In the most recent incident, a 52-year-old tourist guide was fatally attacked by a herd of elephants on Friday in the town of Pulpally in the forested Wayanad region, local media reported.

Thousands of people blocked roads in the town on Saturday and vandalised a vehicle belonging to the forest department to protest against the incident, with police resorting to baton charging to disperse the crowd, reports said.

Environmental activists, however, blame deforestation as the root cause of the problem, saying elephants are being driven off their natural habitat into more built-up areas.

At a meeting on Saturday convened by state Chief Minister Pinarayi Vijayan, it was decided that 250 "advanced cameras" will be installed along forest borders and wildlife corridors to monitor the movement of animals.

Nearly 55% of Kerala, a state of 35 million people, is covered by forest, according to the Forest Survey of India's 'India State of Forest Report 2021'.

"The chief minister has also ordered round-the-clock patrolling of state forests," Vijayan's office said in a statement on Saturday.

At least 67 people died in wild elephant attacks in Kerala between 2020 and 2022, Deputy Forest Minister Ashwini Kumar Choubey said in parliament in December.

Environmental activist N Badusha says "massive degradation of forests" in the region is affecting the elephant population.

"Habitats of wild animals have shrunk, forcing them to enter human settlements for food and water," he said.

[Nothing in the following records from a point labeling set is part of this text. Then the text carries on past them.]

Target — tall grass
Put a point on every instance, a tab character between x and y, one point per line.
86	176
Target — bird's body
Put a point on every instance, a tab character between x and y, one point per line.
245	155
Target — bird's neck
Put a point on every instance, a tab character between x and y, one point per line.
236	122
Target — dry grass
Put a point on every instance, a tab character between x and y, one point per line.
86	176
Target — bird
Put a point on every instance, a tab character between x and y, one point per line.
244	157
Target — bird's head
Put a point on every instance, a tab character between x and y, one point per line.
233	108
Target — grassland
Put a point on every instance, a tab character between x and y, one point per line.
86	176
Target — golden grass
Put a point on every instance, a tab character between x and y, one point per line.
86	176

Kerala's forest minister said last year that Wayanad's elephant population had dropped to just 1,920 from 3,322 in 2017, local media reported. In Kerala state as a whole, the number of elephants more than halved between 2017 and 2023 to just 2,386, according to a census conducted by Kerela's forest department, reports said.

In other measures announced by the chief minister on Saturday, "neighbourhood-level WhatsApp groups" and public address systems will be used in Kerala to warn people about the movement of wild animals and alert them to any danger.